The same year, Gavin met Prof Harmen Tiddens from Utrecht in Belgium at the European Society for Endocrinology in Glasgow, and discussed the need for a European Society for Paediatric Nephrology. Later that year they met to form a constitution and write to paediatric nephrologists or paediatricians known to be interested in the field. Their efforts resulted in an inaugural meeting held on the 17th September 1967 in the Department for Child Health at the University of Glasgow. Thirty-six of the 46 founding members attended and over 3 days topics covered all aspects of paediatric nephrology including neonatal nephrotic syndrome, controlled trials of treatment in steroid resistant nephrotic syndrome, treatment of renal tubular acidosis in Fanconi syndrome as well as a demonstration of peritoneal dialysis. Social events included a tour of Scotland culminating in a group photo beside the iconic Forth Rail Bridge near Edinburgh. The society has since grown from strength to strength and we were honoured to have Gavin speak at the opening ceremony of the 50th Anniversary meeting of the ESPN in Glasgow in Sept 2017. He appreciated the opportunity to welcome ESPN members back to Glasgow where the society was founded. He recorded a video recollecting the early years of the ESPN which formed part of the Oral History of Paediatric Nephrology video which is available on the ESPN website.

Gavin retained links with North America and in 1969 he gave the guest lecture at the inaugural meeting of the American Society for Paediatric Nephrology where he was introduced as the father of Paediatric Nephrology in Europe. He went on to chair a group that drafted the constitution of the International Paediatric Nephrology Association (IPNA) and was elected its first secretary-general in 1974. He was due to take up office at the first meeting in Washington, but became unwell before his departure and required admission to hospital in Glasgow for surgery. He remained secretary-general of IPNA until 1983.
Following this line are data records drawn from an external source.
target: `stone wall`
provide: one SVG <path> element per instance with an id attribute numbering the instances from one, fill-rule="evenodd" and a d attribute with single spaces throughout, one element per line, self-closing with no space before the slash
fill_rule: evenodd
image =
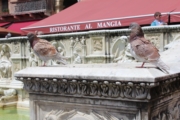
<path id="1" fill-rule="evenodd" d="M 180 26 L 143 27 L 145 37 L 164 51 L 164 46 L 180 38 Z M 128 29 L 96 30 L 75 33 L 40 35 L 50 41 L 57 50 L 66 56 L 69 64 L 106 64 L 117 62 L 136 62 L 129 54 L 126 41 L 120 39 L 128 35 Z M 0 39 L 0 88 L 15 88 L 20 101 L 28 100 L 22 91 L 23 84 L 14 80 L 14 73 L 26 67 L 41 66 L 39 60 L 29 47 L 26 37 Z M 59 65 L 49 61 L 48 65 Z"/>

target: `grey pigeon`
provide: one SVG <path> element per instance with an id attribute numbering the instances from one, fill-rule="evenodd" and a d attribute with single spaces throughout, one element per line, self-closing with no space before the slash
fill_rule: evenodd
<path id="1" fill-rule="evenodd" d="M 10 38 L 11 37 L 11 33 L 8 33 L 5 38 Z"/>
<path id="2" fill-rule="evenodd" d="M 131 29 L 129 38 L 131 54 L 138 61 L 143 62 L 140 67 L 143 67 L 146 62 L 150 62 L 164 73 L 169 73 L 169 67 L 160 59 L 158 49 L 149 40 L 144 38 L 141 26 L 137 23 L 131 23 L 129 28 Z"/>
<path id="3" fill-rule="evenodd" d="M 30 46 L 33 49 L 34 53 L 45 63 L 50 60 L 57 60 L 62 64 L 66 65 L 66 58 L 63 57 L 60 53 L 57 52 L 56 48 L 47 40 L 40 39 L 36 36 L 35 33 L 27 34 Z"/>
When his mentor Hutchison retired as the Samson Gemmell Professor of Paediatrics in Glasgow, Gavin was disappointed not to succeed him although he was awarded a personal chair. As a consequence he turned his efforts internationally, becoming the Secretary General, then President of the International Paediatric Association, the only Briton ever to hold this high office in its 100 year history. In his presidential term the annual meeting was in the Philippines, a highlight of which was Gavin Arneil dancing with Imelda Marcos at the annual dinner. His international work called on him to visit and advise in over 50 countries including many former iron curtain countries as well as Biafra during the war, Kampuchea and Bosnia during their troubles.

Although he was a devout Glaswegian, Gavin joined forces with Professor John Forfar from Edinburgh in 1974, to produce ‘The textbook of Paediatrics’, more commonly referred to as ‘Forfar and Arneil’, now in its 8th edition as the only non-American major textbook of paediatrics with over 100 contributors and 2000 pages.

He spent his retirement in Helensburgh near Glasgow, where he was a passionate member of the Friends of Loch Lomond and the Trossachs, becoming honorary president succeeding Sir Robert Grieve. He was awarded the St Mungo Prize in 1987 which is Glasgow’s highest civic award. He had a good sense of humour, sailed, golfed, gardened, imported wine, quoted Burns freely and once even successfully treated a sick chimp at Glasgow Zoo.

He married his wife June, in Dunfermline Abbey, in 1971. They had one daughter and two grandchildren all of whom survive him. At his funeral, he was fondly remembered as a family man and a proud Scotsman.